Currently clocking at 59 Euro (roughly about $77.75 for version 2.5), energyXT is a lofty contender for the budget DAW market.
I was dreaming of a day when one could just purchase a DAW and have it work on any OS and apparently the guys at energyXT did as well. The software runs on Windows OS, Mac and Linux! That in itself is a huge feat, but how do they stack up against the competition?
Throughout my run with energyXT I can not say for once that it felt like a cheap imitation of the big boys. My experience with this DAW is that it is stable, feature-laden and simple to operate and in some cases it is more fun to work with than its bigger and more expensive counterparts.
Installing energyXT is very straightforward. After a minute I was up and running. I installed on my aging G4 Mac iBook so I can compare it with Windows. On an older machine the install was also very fast and start times were faster than my old Cubase LE 1. I didn't have a Linux system to try at the time, but judging by energyXT's forums, response from the Linux crowd has been very enthusiastic so I would suggest that you head over there for more info on Linux support.
EnergyXT comes with a digital mixer, with unlimited channels of audio, midi, fx returns and subgroups. It has a virtual effects rack which lets you string vst plugins in an effects chain. EnergyXT also comes with built-in effects, such as EQ, reverb, chorus, guitar amp simulator, and more. Included are also virtual instruments (synthesizers and drum sampler), mp3 support, time stretching tools, drag and drop operation, clip library, automatic beat slicing and audio processing functions such as normalize, delete, trim, fade in/out, and reverse.
The program consists of three main windows: Modular, Sequencer and Mixer.
Modular shows all the connections into the software, both midi and audio. New components could be added by dragging them from the browser window on the left to the Modular screen and the view is somewhat similar to a patchbay in a traditional mixer. Sequencer shows the tracks in a horizontal layout format and this is the window where most of the edits are performed, arrangements moved, fades and fx automation curves drawn and so on. The Mixer window looks like a traditional analog mixer where levels could be controlled, effects added, routing changed and so on.
On startup energyXT loads a start screen prompt which lets the user pick from an already premade template, access recent project files or start a new one from scratch. One of the biggest surprises was the load time. The program has probably one of the shortest load times I've seen!
To test energyXT's mixing capabilities, I loaded some of my raw audio files and proceeded to build a mix as well as add a few extra parts. I could get started right away but felt the program's look was on the dark side. No problem - energyXT has skinning capabilities and I managed to change to a lighter look by picking another color scheme. It was a breeze!
For the most part everything is where I'd expected it to be and in look and feel is somewhat similar to Ableton Live, with a browser window on the left which lets the user access most of the program functions. The menu screens are on the top and that is where you create changes in the arrangement sequence, perform track functions, or perform changes to the loops within the parts. After a few hours of work, energyXT felt very natural and it had a small learning curve which was well supplemented by their tutorials and online videos, all available from their website.

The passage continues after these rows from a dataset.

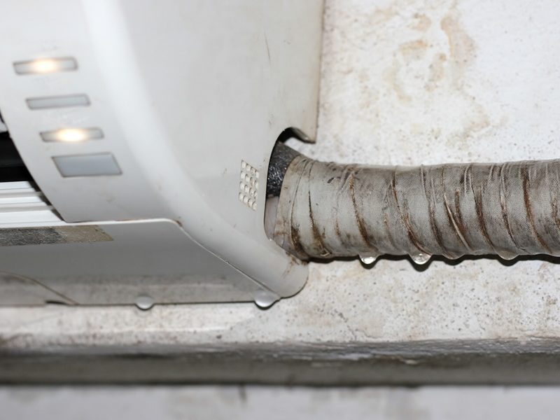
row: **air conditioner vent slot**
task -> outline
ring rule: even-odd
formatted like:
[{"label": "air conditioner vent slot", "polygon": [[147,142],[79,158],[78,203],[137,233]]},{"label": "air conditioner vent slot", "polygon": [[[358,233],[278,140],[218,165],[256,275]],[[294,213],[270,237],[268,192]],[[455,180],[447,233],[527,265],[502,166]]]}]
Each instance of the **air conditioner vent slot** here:
[{"label": "air conditioner vent slot", "polygon": [[11,223],[59,222],[52,206],[34,183],[0,183],[0,227]]}]

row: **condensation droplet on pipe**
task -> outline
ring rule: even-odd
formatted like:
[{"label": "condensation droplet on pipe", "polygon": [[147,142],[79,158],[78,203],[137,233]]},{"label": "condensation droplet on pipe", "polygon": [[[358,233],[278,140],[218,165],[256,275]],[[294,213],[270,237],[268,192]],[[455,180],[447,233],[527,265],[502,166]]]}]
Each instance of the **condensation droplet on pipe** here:
[{"label": "condensation droplet on pipe", "polygon": [[360,255],[360,260],[365,264],[366,265],[370,265],[370,264],[373,264],[375,262],[375,260],[377,259],[377,255]]},{"label": "condensation droplet on pipe", "polygon": [[517,258],[519,256],[518,254],[503,250],[498,251],[498,255],[502,260],[507,260],[507,261],[509,261],[510,260],[513,260],[514,258]]},{"label": "condensation droplet on pipe", "polygon": [[430,254],[424,253],[422,252],[410,255],[410,258],[414,262],[414,264],[418,264],[419,265],[426,264],[431,258],[432,255]]}]

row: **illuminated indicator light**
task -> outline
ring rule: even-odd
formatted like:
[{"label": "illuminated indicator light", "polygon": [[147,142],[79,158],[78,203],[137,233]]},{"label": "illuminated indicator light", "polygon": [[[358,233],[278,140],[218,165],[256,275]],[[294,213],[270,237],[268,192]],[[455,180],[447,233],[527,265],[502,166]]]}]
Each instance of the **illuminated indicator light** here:
[{"label": "illuminated indicator light", "polygon": [[18,74],[46,74],[78,69],[78,63],[72,57],[39,58],[13,64]]},{"label": "illuminated indicator light", "polygon": [[41,133],[43,141],[78,143],[87,140],[103,138],[103,132],[99,128],[63,128]]}]

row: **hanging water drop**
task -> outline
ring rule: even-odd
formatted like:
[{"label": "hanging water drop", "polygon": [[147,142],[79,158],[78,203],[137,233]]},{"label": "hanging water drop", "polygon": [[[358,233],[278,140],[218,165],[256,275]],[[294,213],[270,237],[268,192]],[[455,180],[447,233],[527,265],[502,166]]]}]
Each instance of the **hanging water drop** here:
[{"label": "hanging water drop", "polygon": [[510,260],[513,260],[514,258],[519,256],[518,254],[516,254],[509,251],[500,250],[497,252],[498,252],[498,256],[499,256],[502,260],[507,260],[508,261]]},{"label": "hanging water drop", "polygon": [[414,264],[422,265],[428,262],[428,261],[430,260],[430,258],[432,258],[432,255],[423,252],[419,252],[416,254],[412,254],[410,258],[412,258],[412,261],[414,262]]},{"label": "hanging water drop", "polygon": [[377,259],[377,257],[375,255],[368,255],[368,256],[362,256],[360,255],[360,260],[365,264],[366,265],[370,265],[370,264],[373,264],[375,262],[375,260]]}]

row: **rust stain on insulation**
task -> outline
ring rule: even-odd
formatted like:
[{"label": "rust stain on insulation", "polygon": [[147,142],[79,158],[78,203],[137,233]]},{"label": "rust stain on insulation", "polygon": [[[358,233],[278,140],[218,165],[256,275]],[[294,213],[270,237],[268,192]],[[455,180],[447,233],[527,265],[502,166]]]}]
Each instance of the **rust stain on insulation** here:
[{"label": "rust stain on insulation", "polygon": [[505,183],[503,179],[503,167],[505,165],[500,165],[500,208],[502,213],[502,218],[503,223],[505,225],[505,231],[507,232],[510,238],[512,239],[513,244],[515,245],[517,249],[523,249],[517,244],[517,241],[513,236],[511,226],[510,226],[510,220],[507,217],[507,204],[505,203]]},{"label": "rust stain on insulation", "polygon": [[546,242],[542,239],[541,236],[537,231],[537,227],[535,225],[535,217],[533,215],[533,209],[531,207],[531,198],[529,197],[529,188],[531,188],[531,183],[529,181],[529,174],[527,171],[527,165],[525,164],[521,169],[521,176],[523,180],[523,202],[525,204],[525,211],[527,212],[527,218],[529,220],[529,224],[533,232],[535,232],[535,236],[540,244],[540,246],[546,249],[549,253],[551,253],[550,248],[548,247]]},{"label": "rust stain on insulation", "polygon": [[492,248],[494,253],[496,252],[496,247],[494,246],[492,239],[488,234],[488,231],[486,229],[486,222],[484,221],[484,214],[482,209],[482,187],[478,189],[478,196],[477,196],[476,191],[473,189],[472,193],[474,194],[475,200],[475,209],[476,209],[477,219],[478,220],[478,225],[480,227],[480,231],[482,232],[482,236],[484,237],[486,243]]},{"label": "rust stain on insulation", "polygon": [[377,247],[374,245],[371,240],[370,240],[370,235],[371,233],[368,234],[368,229],[365,227],[365,224],[362,220],[362,218],[360,216],[360,212],[358,211],[358,206],[356,204],[356,194],[354,192],[354,169],[349,169],[350,172],[350,179],[348,182],[348,186],[350,190],[350,197],[352,200],[352,206],[354,209],[354,216],[356,216],[356,222],[358,223],[358,230],[360,231],[360,235],[362,237],[364,242],[365,242],[366,245],[374,250],[374,252],[379,253],[379,250],[377,249]]},{"label": "rust stain on insulation", "polygon": [[400,218],[402,220],[405,227],[407,229],[407,234],[408,235],[408,238],[410,239],[410,241],[412,244],[416,246],[416,248],[424,253],[430,253],[429,251],[426,251],[422,245],[420,244],[420,241],[419,241],[418,238],[414,234],[414,231],[412,230],[412,226],[410,225],[410,220],[408,219],[408,217],[405,217],[402,214],[402,211],[400,209],[400,205],[398,203],[398,196],[397,195],[397,180],[396,180],[397,173],[396,171],[393,172],[393,179],[391,181],[391,189],[393,192],[393,197],[395,198],[395,205],[397,206],[397,210],[398,211],[399,215],[400,215]]},{"label": "rust stain on insulation", "polygon": [[313,237],[315,239],[315,243],[317,246],[321,248],[321,255],[323,257],[327,257],[332,254],[332,253],[327,249],[327,247],[325,246],[325,243],[323,241],[323,238],[321,237],[321,233],[319,232],[319,230],[317,228],[317,225],[315,223],[315,219],[313,217],[313,209],[312,208],[311,205],[311,191],[308,192],[307,197],[309,199],[309,220],[311,220],[311,228],[313,231]]},{"label": "rust stain on insulation", "polygon": [[463,214],[461,211],[461,195],[458,191],[455,191],[455,213],[454,214],[454,218],[457,223],[457,229],[458,229],[461,232],[461,237],[465,241],[467,249],[472,251],[472,247],[467,239],[467,229],[465,227],[465,223],[463,223]]}]

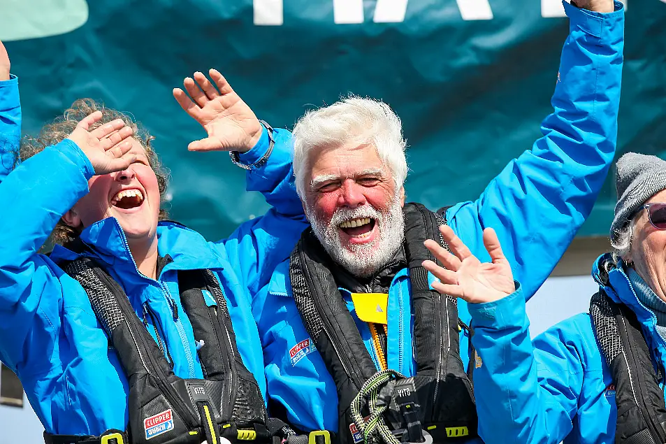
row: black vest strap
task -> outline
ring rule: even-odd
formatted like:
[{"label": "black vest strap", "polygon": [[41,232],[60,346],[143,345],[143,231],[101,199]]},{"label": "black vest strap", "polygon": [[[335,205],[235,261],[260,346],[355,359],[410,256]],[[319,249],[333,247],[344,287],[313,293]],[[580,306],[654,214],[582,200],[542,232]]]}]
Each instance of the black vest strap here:
[{"label": "black vest strap", "polygon": [[[127,375],[129,444],[185,444],[204,440],[217,444],[220,436],[270,441],[261,392],[236,348],[226,301],[211,272],[179,273],[183,280],[183,307],[195,338],[205,344],[200,357],[208,378],[196,380],[174,375],[124,290],[96,262],[84,257],[63,269],[85,289]],[[217,303],[206,304],[203,291],[210,292]],[[59,436],[50,438],[60,442],[54,441]],[[105,444],[103,436],[99,438]]]},{"label": "black vest strap", "polygon": [[[442,242],[438,226],[445,222],[440,215],[418,203],[405,205],[404,212],[417,364],[417,375],[409,379],[418,394],[419,420],[430,429],[435,443],[445,442],[456,433],[469,438],[476,434],[476,410],[472,386],[460,360],[456,301],[430,289],[428,273],[421,266],[426,259],[435,260],[424,241],[434,238]],[[343,444],[352,444],[359,438],[351,431],[354,429],[352,401],[377,368],[330,271],[338,266],[311,229],[303,233],[290,261],[296,306],[335,381],[339,438]],[[360,413],[367,413],[367,409]]]},{"label": "black vest strap", "polygon": [[664,392],[636,315],[602,291],[592,297],[590,314],[615,385],[615,442],[663,444],[666,442]]}]

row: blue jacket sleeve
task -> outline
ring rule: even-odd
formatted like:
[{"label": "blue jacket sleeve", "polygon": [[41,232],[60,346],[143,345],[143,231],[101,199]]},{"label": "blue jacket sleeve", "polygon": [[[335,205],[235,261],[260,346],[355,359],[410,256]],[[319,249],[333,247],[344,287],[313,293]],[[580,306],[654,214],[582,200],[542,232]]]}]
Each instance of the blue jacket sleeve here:
[{"label": "blue jacket sleeve", "polygon": [[0,81],[0,182],[14,167],[21,140],[21,101],[18,79]]},{"label": "blue jacket sleeve", "polygon": [[608,14],[563,2],[570,35],[562,51],[544,136],[511,161],[475,202],[447,212],[472,253],[489,260],[482,233],[497,231],[514,275],[529,299],[589,215],[617,141],[624,10]]},{"label": "blue jacket sleeve", "polygon": [[66,140],[0,183],[8,209],[0,218],[0,359],[23,375],[45,371],[44,354],[57,355],[60,334],[62,272],[37,251],[61,215],[88,192],[93,173],[78,147]]},{"label": "blue jacket sleeve", "polygon": [[563,340],[569,329],[556,326],[533,345],[521,293],[468,305],[480,358],[474,370],[479,434],[486,444],[558,444],[572,429],[582,390],[577,341]]},{"label": "blue jacket sleeve", "polygon": [[[268,283],[275,266],[289,257],[301,233],[307,227],[294,185],[291,166],[291,134],[284,129],[273,133],[275,141],[268,161],[247,172],[247,190],[259,191],[273,206],[266,215],[245,222],[227,238],[216,243],[242,279],[251,297]],[[268,148],[264,129],[256,145],[241,155],[241,162],[252,164]],[[224,250],[224,251],[222,251]]]}]

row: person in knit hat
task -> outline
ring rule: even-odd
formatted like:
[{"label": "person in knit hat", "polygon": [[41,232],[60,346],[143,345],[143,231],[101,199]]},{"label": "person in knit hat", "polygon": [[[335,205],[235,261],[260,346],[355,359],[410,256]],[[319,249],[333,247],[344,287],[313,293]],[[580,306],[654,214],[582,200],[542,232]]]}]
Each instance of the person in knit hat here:
[{"label": "person in knit hat", "polygon": [[595,262],[589,313],[532,341],[520,282],[492,229],[482,264],[451,229],[451,253],[426,246],[440,293],[468,303],[478,359],[479,431],[495,443],[666,442],[666,162],[630,152],[617,162],[613,252]]}]

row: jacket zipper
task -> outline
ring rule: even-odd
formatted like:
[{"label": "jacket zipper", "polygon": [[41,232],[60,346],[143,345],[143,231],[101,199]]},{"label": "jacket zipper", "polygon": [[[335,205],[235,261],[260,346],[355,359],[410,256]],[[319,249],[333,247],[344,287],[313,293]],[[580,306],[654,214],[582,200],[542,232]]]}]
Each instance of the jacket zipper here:
[{"label": "jacket zipper", "polygon": [[[628,337],[628,334],[627,333],[626,320],[625,319],[624,316],[621,316],[620,317],[622,320],[622,327],[624,329],[624,334],[621,336],[623,337],[624,337],[625,336]],[[629,355],[628,357],[629,359],[631,359],[631,361],[633,363],[634,368],[639,371],[641,368],[640,364],[637,361],[636,357],[631,352],[631,348],[628,347],[628,344],[625,344],[624,348],[628,352],[628,355]],[[644,398],[643,396],[643,393],[645,392],[645,387],[643,387],[642,379],[640,378],[637,379],[638,379],[638,396],[637,396],[637,401],[639,402],[639,408],[640,408],[640,410],[641,410],[641,416],[643,417],[643,420],[645,421],[646,424],[648,426],[648,429],[649,429],[650,430],[650,434],[652,436],[652,439],[654,440],[655,443],[660,443],[661,442],[661,438],[659,436],[659,433],[657,431],[657,425],[653,422],[652,417],[649,415],[646,415],[644,414],[645,410],[646,410],[646,406],[645,406]]]},{"label": "jacket zipper", "polygon": [[[106,281],[108,286],[110,286],[110,287],[120,286],[120,284],[118,284],[113,280],[109,280],[106,275],[101,275],[101,274],[97,274],[97,275],[101,280],[102,280],[103,282]],[[122,303],[119,302],[119,303]],[[131,310],[133,311],[131,304],[129,303],[129,300],[126,301],[126,303],[129,306],[129,310]],[[138,317],[137,317],[137,318]],[[140,322],[140,320],[139,322]],[[143,354],[141,353],[141,348],[139,347],[137,338],[136,336],[134,336],[134,331],[132,329],[131,324],[129,320],[126,318],[124,320],[124,322],[125,322],[125,325],[127,327],[127,329],[129,331],[130,335],[132,337],[132,341],[134,343],[134,347],[136,348],[136,351],[139,355],[139,358],[141,359],[141,364],[143,364],[143,368],[144,370],[145,370],[146,373],[147,373],[149,375],[151,375],[151,376],[152,375],[155,376],[155,378],[154,378],[154,382],[159,386],[162,394],[165,396],[165,397],[166,397],[167,400],[171,403],[171,406],[173,408],[174,410],[176,410],[176,412],[180,415],[180,417],[184,420],[185,420],[186,422],[189,422],[189,425],[193,426],[193,427],[196,426],[196,419],[194,417],[194,416],[191,415],[191,413],[190,413],[190,412],[187,409],[183,409],[181,408],[181,403],[180,403],[180,401],[179,401],[180,397],[178,393],[175,392],[175,389],[171,387],[170,384],[167,384],[166,382],[164,382],[165,380],[166,379],[166,375],[162,373],[161,371],[159,368],[159,366],[157,365],[157,364],[153,359],[153,357],[150,353],[148,353],[147,356],[145,357],[147,358],[148,362],[150,362],[150,366],[148,366],[148,364],[147,364],[146,360],[143,356]],[[144,346],[146,346],[145,341],[143,340],[143,338],[140,336],[140,338],[142,339],[141,342],[143,345]],[[157,375],[155,373],[157,373]]]},{"label": "jacket zipper", "polygon": [[[213,294],[215,294],[215,295],[217,297],[218,297],[218,298],[224,298],[224,292],[222,291],[222,283],[221,282],[219,282],[219,280],[217,279],[217,276],[215,276],[215,273],[213,273],[212,271],[210,272],[210,274],[209,274],[208,273],[206,273],[206,275],[208,275],[208,277],[209,277],[209,278],[212,278],[212,279],[214,279],[214,280],[215,280],[215,282],[216,282],[217,285],[219,285],[219,291],[220,291],[220,292],[222,293],[222,294],[217,294],[217,292],[215,292],[212,288],[209,288],[209,289],[208,289],[208,291],[210,292],[211,293],[212,293]],[[229,304],[226,303],[226,300],[225,300],[224,302],[224,306],[226,306],[226,307],[227,313],[229,313]],[[229,358],[229,359],[228,359],[229,364],[229,375],[228,375],[228,376],[229,376],[229,406],[230,406],[230,407],[232,408],[232,410],[233,410],[233,404],[232,404],[231,403],[232,403],[232,401],[233,401],[233,387],[234,387],[234,378],[233,378],[233,376],[234,376],[234,373],[235,373],[235,372],[234,372],[234,368],[235,368],[234,363],[235,363],[235,361],[236,361],[236,353],[233,352],[233,344],[231,343],[231,334],[229,334],[229,329],[226,328],[226,323],[224,322],[224,320],[220,320],[220,319],[219,319],[219,313],[218,311],[217,311],[217,308],[219,308],[219,307],[215,308],[215,315],[216,315],[216,317],[217,317],[217,320],[212,320],[212,322],[213,322],[213,325],[215,325],[216,322],[217,322],[217,324],[221,324],[222,325],[222,327],[224,329],[224,333],[226,334],[226,340],[227,340],[228,343],[229,343],[229,353],[231,354],[231,358]],[[224,316],[224,315],[225,315],[223,314],[223,316]],[[229,322],[231,322],[231,316],[229,316]],[[219,338],[218,338],[218,341],[219,341]]]}]

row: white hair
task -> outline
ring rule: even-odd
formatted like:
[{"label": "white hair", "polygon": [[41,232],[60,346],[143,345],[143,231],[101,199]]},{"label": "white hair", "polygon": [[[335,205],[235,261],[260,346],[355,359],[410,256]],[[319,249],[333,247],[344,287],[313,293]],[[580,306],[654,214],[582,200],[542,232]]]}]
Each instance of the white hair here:
[{"label": "white hair", "polygon": [[349,96],[330,106],[308,111],[294,127],[294,174],[296,191],[305,200],[310,153],[355,143],[372,144],[391,169],[399,189],[407,178],[406,143],[400,118],[384,102]]},{"label": "white hair", "polygon": [[631,218],[628,223],[620,229],[617,230],[611,236],[611,246],[615,250],[615,261],[619,259],[626,258],[631,252],[631,241],[634,238],[634,230],[636,228],[636,222],[638,220],[640,213],[637,213]]}]

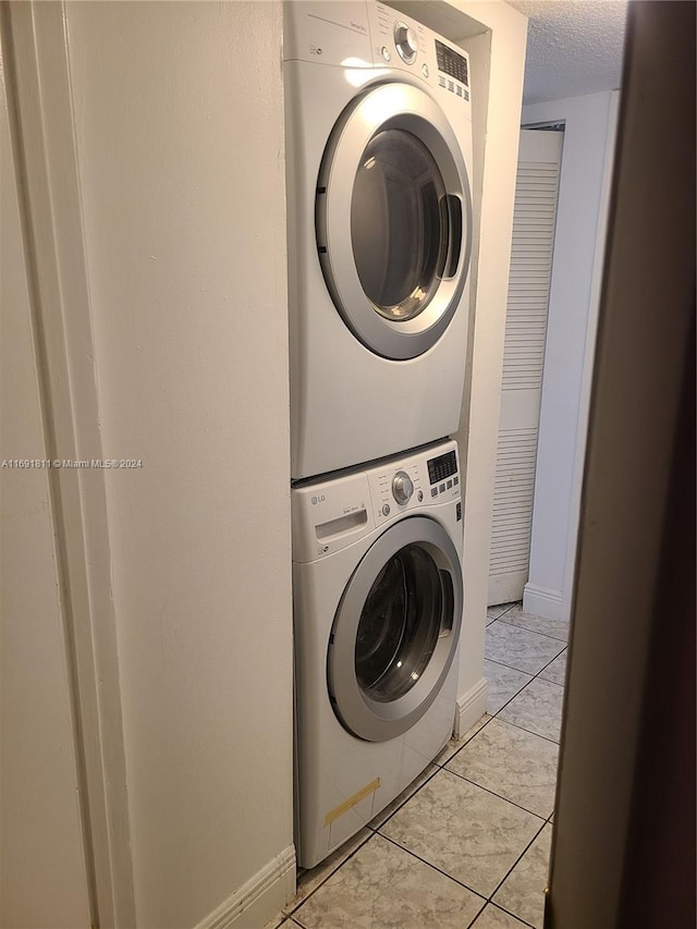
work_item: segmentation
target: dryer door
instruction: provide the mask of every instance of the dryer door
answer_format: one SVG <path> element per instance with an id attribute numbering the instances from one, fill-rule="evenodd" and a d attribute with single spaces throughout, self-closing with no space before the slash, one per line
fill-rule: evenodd
<path id="1" fill-rule="evenodd" d="M 457 649 L 462 594 L 460 559 L 440 523 L 408 517 L 377 539 L 330 636 L 329 694 L 345 729 L 384 742 L 424 716 Z"/>
<path id="2" fill-rule="evenodd" d="M 425 90 L 381 84 L 344 111 L 316 229 L 333 302 L 366 347 L 406 359 L 440 339 L 469 269 L 472 197 L 455 134 Z"/>

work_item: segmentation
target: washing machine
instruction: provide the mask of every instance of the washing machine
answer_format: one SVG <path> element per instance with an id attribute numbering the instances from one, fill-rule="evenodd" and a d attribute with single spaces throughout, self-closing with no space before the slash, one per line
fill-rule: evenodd
<path id="1" fill-rule="evenodd" d="M 451 737 L 463 611 L 457 447 L 291 493 L 296 849 L 311 868 Z"/>
<path id="2" fill-rule="evenodd" d="M 292 477 L 453 433 L 472 249 L 467 54 L 374 2 L 286 2 Z"/>

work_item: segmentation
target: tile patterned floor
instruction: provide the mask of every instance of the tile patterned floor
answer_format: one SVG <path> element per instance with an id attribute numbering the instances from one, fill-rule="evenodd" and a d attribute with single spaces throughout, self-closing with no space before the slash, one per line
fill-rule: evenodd
<path id="1" fill-rule="evenodd" d="M 270 927 L 541 929 L 567 628 L 487 611 L 488 713 L 311 871 Z"/>

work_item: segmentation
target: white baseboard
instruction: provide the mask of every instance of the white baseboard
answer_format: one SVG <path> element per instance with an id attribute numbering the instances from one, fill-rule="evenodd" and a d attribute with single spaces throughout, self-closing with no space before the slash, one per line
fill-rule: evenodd
<path id="1" fill-rule="evenodd" d="M 470 687 L 462 697 L 457 697 L 455 705 L 455 724 L 453 726 L 454 738 L 462 738 L 472 726 L 479 722 L 487 711 L 487 690 L 489 684 L 486 677 L 480 677 L 474 687 Z"/>
<path id="2" fill-rule="evenodd" d="M 563 619 L 562 591 L 526 584 L 523 591 L 523 609 L 526 613 L 535 613 L 536 616 L 545 616 L 546 620 L 561 620 Z"/>
<path id="3" fill-rule="evenodd" d="M 196 929 L 261 929 L 295 896 L 295 846 L 280 855 L 231 894 Z"/>

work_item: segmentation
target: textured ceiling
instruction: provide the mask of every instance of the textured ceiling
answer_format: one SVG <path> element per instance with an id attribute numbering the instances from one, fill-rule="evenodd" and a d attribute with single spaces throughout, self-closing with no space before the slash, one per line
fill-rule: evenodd
<path id="1" fill-rule="evenodd" d="M 509 0 L 529 17 L 525 103 L 614 90 L 626 0 Z"/>

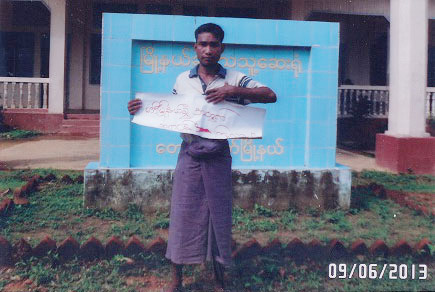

The biggest surprise to me was the excellent synths and drum sample, which alone are worth the price of the software. The drum sampler managed to load my custom wav samples which I use on Battery 3 and within a few minutes I had a great sounding drum track. Fades are also very easy to do - pretty much as other software, energyXT lets you record fades in real time or draw them on the screen.
The built-in effects are very good and easy to work with, something that can rarely be said about plug-ins in this price range. I had some issues with the Guitar Amp guitar modeling plug-in refusing to load the Dirty (high gain distortion) settings and it was never resolved, but I quickly supplemented with freeware guitar sims. Another strange thing I experienced was when picking a new audio track to record onto. The track created went to stereo by default and had to be forced to set to mono. This quirk had me hunting for menus and tutorials until I discovered that the option appears in the Object bar (Options->Object Bar). Once I discovered how to do it it wasn't a big issue but finding the settings had me in a panic for a while. Tracking with the software was a breeze as was mixing down to stereo file. Mix down to mp3 is also included, which comes in rather handy as you can do all music production and sound prep for the web by never leaving EnergyXT.
With energyXT you get a lot for your buck. It is an intuitive, user friendly, cross-platform recording app that has everything that a musician/producer would need to complete a project from start to finish. It sounds great and it is easy on the budget. What more could you ask for?